Auth Events and Auditing

Seamless Auth tracks authentication activity through explicit auth event records.

These events are one of the main reasons the system is inspectable by operators instead of behaving like a black box.


User or system action
-> auth event recorded
-> sensitive metadata redacted
-> stored
-> queried by admin and metrics routes

An auth event is a record of something that happened in the auth system.

Common examples include:

  • user_created
  • registration_success
  • verify_otp_success
  • webauthn_registration_success
  • login_failed
  • oauth_login_success
  • totp_verify_success
  • admin_session_revoked
  • admin_device_replacement_recovery
  • request_suspicious
  • bootstrap_admin_granted

Exact event types are implementation details, but the event stream should cover authentication, MFA, OAuth, admin actions, suspicious requests, and recovery flows.


FieldDescription
idEvent ID
user_idAssociated user when available
typeEvent type
ip_addressOrigin IP
user_agentDevice info
metadataAdditional redacted structured context

Auth event metadata must not expose raw secrets or browser-local key material.

Sensitive values include:

  • tokens and refresh tokens
  • OTP values
  • magic-link URLs and tokens
  • OAuth state, codes, provider tokens, and provider client secrets
  • PRF salts and PRF output
  • TOTP secrets
  • private keys
  • raw recovery material

The API redacts sensitive metadata before storing events. Docs should follow the same rule and avoid example payloads that normalize leaking secrets.

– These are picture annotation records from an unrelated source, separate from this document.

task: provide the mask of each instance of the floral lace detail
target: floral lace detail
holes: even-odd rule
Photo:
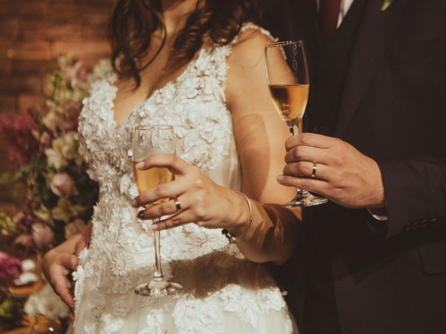
[[[247,29],[260,29],[246,24],[242,30]],[[195,224],[161,234],[164,276],[181,283],[182,293],[155,301],[133,292],[151,278],[154,250],[152,233],[141,228],[130,205],[137,195],[132,129],[173,125],[179,156],[224,186],[238,189],[240,161],[225,97],[231,49],[232,45],[201,49],[119,126],[114,118],[116,75],[110,72],[92,84],[79,116],[79,152],[99,183],[100,198],[91,245],[73,273],[75,333],[214,334],[232,333],[230,326],[239,324],[248,331],[243,333],[254,333],[267,324],[265,317],[283,325],[265,333],[291,332],[286,306],[266,269],[245,259],[220,230]]]

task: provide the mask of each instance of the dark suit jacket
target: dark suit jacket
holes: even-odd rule
[[[446,1],[394,0],[384,12],[382,0],[364,1],[325,132],[377,161],[389,220],[334,203],[306,209],[286,264],[289,303],[304,334],[308,284],[332,286],[344,334],[446,333]],[[263,5],[273,34],[304,40],[314,88],[305,126],[320,132],[314,0]]]

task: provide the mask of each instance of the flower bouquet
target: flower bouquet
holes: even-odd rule
[[[80,232],[98,198],[98,186],[77,152],[77,118],[89,83],[109,65],[101,61],[89,73],[70,55],[61,56],[58,64],[48,77],[45,103],[25,115],[0,115],[0,134],[10,149],[13,168],[0,182],[10,185],[18,206],[13,217],[0,214],[0,238],[13,244],[23,258],[41,254]],[[47,296],[54,298],[46,290],[38,295]],[[5,298],[0,300],[0,312],[9,300]],[[30,298],[28,313],[45,308],[45,301],[38,303],[37,298]],[[33,308],[35,305],[38,307]]]

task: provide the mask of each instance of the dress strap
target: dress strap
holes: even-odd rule
[[[278,38],[273,37],[272,35],[271,35],[271,33],[270,33],[268,30],[262,28],[261,26],[258,26],[257,24],[252,22],[245,22],[242,26],[242,28],[240,29],[240,33],[238,34],[238,35],[236,36],[236,38],[233,40],[232,40],[232,42],[231,44],[233,45],[234,44],[236,44],[238,42],[238,39],[240,38],[240,34],[243,33],[245,31],[249,29],[256,30],[261,34],[265,35],[267,37],[269,37],[270,38],[271,38],[275,42],[279,40]]]

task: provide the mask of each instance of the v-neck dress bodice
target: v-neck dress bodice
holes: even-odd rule
[[[243,30],[249,28],[268,33],[250,24]],[[291,332],[274,280],[263,266],[229,245],[220,230],[190,223],[163,231],[163,271],[184,290],[158,300],[133,292],[150,280],[155,264],[153,234],[135,220],[130,205],[137,195],[132,129],[174,125],[181,158],[222,186],[240,190],[240,164],[225,97],[231,49],[232,45],[201,49],[176,79],[137,106],[119,126],[114,117],[116,75],[110,71],[92,84],[79,116],[79,152],[99,184],[100,198],[91,245],[81,253],[73,275],[75,333]]]

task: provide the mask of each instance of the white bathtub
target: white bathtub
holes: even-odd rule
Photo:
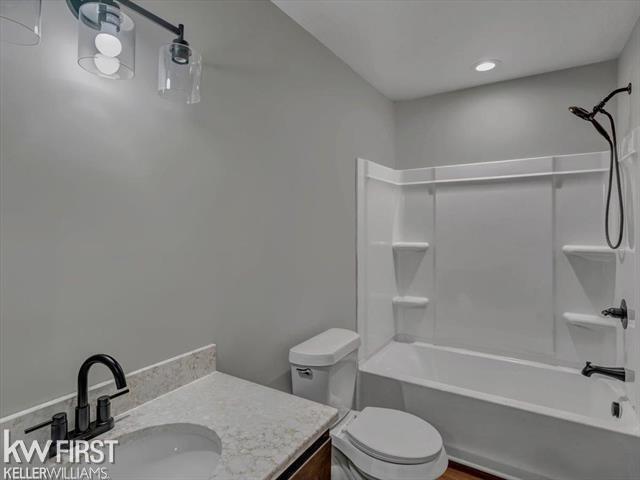
[[[570,368],[391,342],[360,365],[359,403],[424,418],[452,459],[504,478],[638,480],[640,425],[621,385]]]

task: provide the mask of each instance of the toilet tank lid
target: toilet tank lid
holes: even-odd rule
[[[289,350],[289,362],[307,367],[335,365],[358,349],[360,335],[344,328],[330,328]]]

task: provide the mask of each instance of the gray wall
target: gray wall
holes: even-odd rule
[[[640,127],[640,20],[631,33],[627,45],[618,59],[618,83],[620,87],[631,82],[631,96],[618,97],[618,138],[623,139],[631,130]]]
[[[215,342],[286,388],[291,344],[355,328],[354,158],[393,163],[391,102],[268,2],[143,2],[203,53],[191,107],[155,93],[171,35],[134,16],[136,78],[103,80],[43,3],[41,45],[0,47],[1,414],[74,391],[95,352],[132,370]]]
[[[591,107],[616,84],[616,61],[397,102],[400,168],[606,150],[567,111]]]

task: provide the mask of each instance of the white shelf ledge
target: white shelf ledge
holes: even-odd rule
[[[618,322],[611,318],[600,317],[598,315],[587,315],[585,313],[565,312],[562,318],[571,325],[586,328],[615,328]]]
[[[428,303],[429,299],[425,297],[393,297],[393,304],[397,307],[422,308]]]
[[[589,260],[610,260],[616,255],[616,250],[603,245],[565,245],[562,251],[565,255],[575,255]]]
[[[425,252],[428,248],[428,242],[393,242],[396,252]]]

Auth events are useful for:

  • debugging auth flows
  • building operator dashboards
  • detecting suspicious activity
  • auditing admin-sensitive flows
  • understanding where auth friction is happening
  • supporting login policy and lockout investigations

You can use auth events to:

  • detect repeated login failures
  • track unusual IP behavior
  • surface suspicious request patterns
  • review bootstrap and admin-related activity
  • investigate OAuth account-linking failures
  • confirm session revocation and device replacement recovery actions

The admin dashboard uses auth event data to power:

  • event browsing
  • grouped event summaries
  • timeseries metrics
  • login success/failure stats
  • anomaly investigation flows
  • user detail audit context

That makes the event stream useful for both debugging and operations.